Dean Tompkins said in retirement talk in 1913, "From a school whose matriculants numbered, as I can remember it, 22 during the session and whose standing amongst medical colleges in the country was so insignificant that it was not worth noticing, the matriculants have increased to—in one session—as many as 306. In a recent table compiled December 1911, from the reports of the Council on Medical Education of the American Medical Association, it was found that of all the medical colleges in the United States and taking them in the order in which their graduates passed the various medical examining boards, the Medical College of Virginia stood fourth; the order in which they came being, (1) Rush, (2) Johns Hopkins, (3) Cornell, (4) Medical College of Virginia, and about one hundred and forty behind them."[26]

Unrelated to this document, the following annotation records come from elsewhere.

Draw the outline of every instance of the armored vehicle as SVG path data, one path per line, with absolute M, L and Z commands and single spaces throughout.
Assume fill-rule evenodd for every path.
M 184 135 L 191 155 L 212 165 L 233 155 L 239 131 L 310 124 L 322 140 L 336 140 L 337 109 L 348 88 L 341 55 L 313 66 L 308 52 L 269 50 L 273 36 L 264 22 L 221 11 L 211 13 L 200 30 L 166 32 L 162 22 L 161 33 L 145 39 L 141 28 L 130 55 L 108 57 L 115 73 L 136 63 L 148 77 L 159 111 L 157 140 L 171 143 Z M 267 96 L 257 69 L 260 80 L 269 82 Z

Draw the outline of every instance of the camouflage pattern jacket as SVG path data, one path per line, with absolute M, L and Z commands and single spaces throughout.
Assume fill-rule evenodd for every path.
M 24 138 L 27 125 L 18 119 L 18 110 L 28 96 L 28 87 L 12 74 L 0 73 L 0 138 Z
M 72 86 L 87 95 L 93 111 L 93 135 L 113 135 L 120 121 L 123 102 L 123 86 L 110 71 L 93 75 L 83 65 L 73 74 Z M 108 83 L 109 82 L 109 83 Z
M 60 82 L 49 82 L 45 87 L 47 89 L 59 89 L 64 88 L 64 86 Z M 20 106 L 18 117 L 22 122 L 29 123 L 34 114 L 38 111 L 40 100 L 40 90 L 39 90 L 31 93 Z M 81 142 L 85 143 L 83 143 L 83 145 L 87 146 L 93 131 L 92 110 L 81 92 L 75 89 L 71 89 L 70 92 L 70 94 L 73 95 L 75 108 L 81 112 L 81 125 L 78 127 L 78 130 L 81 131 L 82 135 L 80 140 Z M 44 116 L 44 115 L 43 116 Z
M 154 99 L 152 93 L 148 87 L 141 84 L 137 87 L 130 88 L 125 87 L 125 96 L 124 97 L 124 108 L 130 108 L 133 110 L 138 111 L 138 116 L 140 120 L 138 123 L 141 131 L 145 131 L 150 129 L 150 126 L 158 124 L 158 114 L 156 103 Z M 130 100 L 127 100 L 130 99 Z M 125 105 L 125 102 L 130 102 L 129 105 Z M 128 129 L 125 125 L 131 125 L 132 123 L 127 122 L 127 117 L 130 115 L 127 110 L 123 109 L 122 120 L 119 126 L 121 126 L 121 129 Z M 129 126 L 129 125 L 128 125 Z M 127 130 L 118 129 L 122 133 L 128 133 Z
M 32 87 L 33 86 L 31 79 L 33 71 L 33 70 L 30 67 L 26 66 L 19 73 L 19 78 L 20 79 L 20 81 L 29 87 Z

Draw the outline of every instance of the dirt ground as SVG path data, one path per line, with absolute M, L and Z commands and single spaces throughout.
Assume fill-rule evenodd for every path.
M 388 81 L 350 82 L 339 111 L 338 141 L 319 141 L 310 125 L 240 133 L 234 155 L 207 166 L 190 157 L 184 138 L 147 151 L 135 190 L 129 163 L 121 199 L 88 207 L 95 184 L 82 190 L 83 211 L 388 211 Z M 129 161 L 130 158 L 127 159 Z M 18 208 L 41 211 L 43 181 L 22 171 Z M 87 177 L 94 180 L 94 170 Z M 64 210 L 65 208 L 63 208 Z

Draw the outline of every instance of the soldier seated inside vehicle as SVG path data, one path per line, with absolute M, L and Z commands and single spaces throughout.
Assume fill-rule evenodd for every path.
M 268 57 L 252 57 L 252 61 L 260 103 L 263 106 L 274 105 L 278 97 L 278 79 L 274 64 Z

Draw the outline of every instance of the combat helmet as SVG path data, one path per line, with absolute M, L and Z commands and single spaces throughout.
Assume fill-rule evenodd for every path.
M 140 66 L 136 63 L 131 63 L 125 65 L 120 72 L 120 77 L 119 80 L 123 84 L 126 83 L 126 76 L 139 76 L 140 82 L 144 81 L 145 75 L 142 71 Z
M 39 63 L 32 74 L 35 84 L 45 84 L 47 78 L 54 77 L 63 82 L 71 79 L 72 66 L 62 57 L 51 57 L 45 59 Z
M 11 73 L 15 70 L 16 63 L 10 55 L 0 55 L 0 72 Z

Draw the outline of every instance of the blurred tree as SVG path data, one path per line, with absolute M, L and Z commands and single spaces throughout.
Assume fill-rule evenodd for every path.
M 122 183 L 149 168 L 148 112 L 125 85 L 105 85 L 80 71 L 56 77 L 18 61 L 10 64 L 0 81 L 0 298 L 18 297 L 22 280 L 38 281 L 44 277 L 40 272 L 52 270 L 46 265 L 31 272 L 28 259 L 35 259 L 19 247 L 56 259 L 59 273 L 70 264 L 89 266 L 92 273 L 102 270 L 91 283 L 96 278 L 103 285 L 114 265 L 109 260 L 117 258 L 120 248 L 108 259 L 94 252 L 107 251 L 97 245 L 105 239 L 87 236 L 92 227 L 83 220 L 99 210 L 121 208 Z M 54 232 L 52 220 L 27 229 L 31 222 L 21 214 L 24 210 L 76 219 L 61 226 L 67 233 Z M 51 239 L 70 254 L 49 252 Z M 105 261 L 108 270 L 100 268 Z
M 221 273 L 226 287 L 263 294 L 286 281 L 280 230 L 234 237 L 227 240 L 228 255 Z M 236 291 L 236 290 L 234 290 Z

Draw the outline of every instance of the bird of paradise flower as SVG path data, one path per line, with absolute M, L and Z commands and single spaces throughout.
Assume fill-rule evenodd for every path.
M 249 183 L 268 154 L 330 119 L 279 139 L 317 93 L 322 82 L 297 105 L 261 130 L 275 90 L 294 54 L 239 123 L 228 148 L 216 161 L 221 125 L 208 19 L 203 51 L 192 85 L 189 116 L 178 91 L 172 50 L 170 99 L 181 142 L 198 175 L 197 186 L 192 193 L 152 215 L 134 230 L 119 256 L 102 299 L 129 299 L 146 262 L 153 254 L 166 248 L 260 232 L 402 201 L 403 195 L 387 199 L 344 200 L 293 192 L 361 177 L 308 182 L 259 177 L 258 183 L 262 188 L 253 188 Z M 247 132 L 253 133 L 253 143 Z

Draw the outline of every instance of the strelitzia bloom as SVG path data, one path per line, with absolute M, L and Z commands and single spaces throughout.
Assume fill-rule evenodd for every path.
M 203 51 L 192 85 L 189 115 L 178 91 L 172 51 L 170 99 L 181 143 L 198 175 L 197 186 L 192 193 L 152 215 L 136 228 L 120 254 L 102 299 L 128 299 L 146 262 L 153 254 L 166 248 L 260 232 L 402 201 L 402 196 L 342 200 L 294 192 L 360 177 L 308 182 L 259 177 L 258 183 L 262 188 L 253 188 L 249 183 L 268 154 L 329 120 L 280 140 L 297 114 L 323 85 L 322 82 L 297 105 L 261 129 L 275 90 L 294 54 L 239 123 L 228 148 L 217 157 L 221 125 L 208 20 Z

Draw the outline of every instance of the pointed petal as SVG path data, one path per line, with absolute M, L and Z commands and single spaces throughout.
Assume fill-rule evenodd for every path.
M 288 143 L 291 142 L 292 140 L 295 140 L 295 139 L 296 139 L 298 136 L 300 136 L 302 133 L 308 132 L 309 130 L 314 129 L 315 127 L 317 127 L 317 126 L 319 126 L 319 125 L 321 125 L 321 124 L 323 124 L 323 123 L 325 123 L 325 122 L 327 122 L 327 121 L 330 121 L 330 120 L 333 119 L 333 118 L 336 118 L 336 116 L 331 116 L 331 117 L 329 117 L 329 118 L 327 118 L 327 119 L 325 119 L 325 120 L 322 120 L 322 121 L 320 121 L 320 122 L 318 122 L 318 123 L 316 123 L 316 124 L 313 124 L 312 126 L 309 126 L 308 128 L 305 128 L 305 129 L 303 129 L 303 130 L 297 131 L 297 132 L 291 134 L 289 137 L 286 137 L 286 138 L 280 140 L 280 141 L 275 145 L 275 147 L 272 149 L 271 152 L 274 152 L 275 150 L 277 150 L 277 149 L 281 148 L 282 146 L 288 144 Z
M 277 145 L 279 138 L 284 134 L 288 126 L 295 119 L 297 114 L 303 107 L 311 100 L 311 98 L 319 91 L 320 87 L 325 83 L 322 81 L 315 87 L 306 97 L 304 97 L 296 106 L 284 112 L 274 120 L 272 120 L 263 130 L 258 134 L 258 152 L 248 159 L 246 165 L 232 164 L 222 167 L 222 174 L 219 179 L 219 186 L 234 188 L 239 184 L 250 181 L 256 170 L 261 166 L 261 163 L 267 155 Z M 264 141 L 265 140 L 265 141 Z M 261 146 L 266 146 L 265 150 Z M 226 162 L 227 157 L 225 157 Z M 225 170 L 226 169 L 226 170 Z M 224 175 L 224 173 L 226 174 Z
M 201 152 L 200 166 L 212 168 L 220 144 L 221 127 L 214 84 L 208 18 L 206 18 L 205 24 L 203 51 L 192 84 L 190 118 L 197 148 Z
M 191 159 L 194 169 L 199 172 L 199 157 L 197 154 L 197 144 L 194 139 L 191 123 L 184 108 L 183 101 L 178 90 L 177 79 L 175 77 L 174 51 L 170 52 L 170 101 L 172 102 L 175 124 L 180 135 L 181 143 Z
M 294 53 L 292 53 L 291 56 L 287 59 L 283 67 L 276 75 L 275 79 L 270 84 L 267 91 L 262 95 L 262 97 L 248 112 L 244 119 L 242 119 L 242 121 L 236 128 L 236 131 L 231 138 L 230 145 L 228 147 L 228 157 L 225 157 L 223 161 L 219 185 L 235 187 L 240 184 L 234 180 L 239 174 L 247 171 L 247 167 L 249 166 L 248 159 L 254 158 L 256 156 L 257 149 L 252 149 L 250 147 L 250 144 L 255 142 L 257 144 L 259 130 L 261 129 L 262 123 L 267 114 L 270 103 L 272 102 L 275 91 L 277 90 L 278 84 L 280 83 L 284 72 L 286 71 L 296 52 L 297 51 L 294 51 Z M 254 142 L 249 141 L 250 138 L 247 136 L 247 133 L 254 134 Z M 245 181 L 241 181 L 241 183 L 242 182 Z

Discussion over number of medical schools

The year 1920 revived a discussion that had gone on for years without resolution of the issues involved. Repeatedly, the view had been expressed that the Medical College of Virginia and the University of Virginia Department of Medicine might well be consolidated with benefit both to the schools and to the public. In 1867, 1905, and 1913 the question emerged, and, finally, in 1920 a really serious study was undertaken. In reviewing appropriations. Governor Westmoreland Davis noted that Virginia was supporting two medical schools, seemingly in competition and surmised that this might well be uneconomic, particularly at a time when money was tight. Acting on the Governor's recommendation, the General Assembly authorized a Commission on Medical Education. The commission made a thorough study. It recommended that Virginia support only one medical school, that this school be in Richmond, and that it be the Department of Medicine of the University of Virginia under the full and sole control of the Rector and Visitors of the University, and, finally, that the plan be effective upon the unconditional transfer of all Medical College of Virginia properties and assets to the Rector and Visitors of the University. The Board of Visitors of the Medical College of Virginia was in favor and by resolution determined that the college would willingly embrace the plan should the commission's recommendations be accepted by the Legislature. Instead, the alumni of the University under the leadership of the eminent Dr. Hugh Young of Johns Hopkins Medical School waged a mighty campaign to preserve the medical school in status quo at Charlottesville. The report was approved overwhelmingly in the House but died by a 24-16 tally in the Senate. In view of the state's growth, the action of the Senate was most fortunate. Had the report won approval, Virginia would have found herself today facing the organization of another medical school with a minimum price tag of 30 million dollars. The issue was to rise again in 1947, but only briefly, as the handwriting on the wall was by that time quite clear.[27]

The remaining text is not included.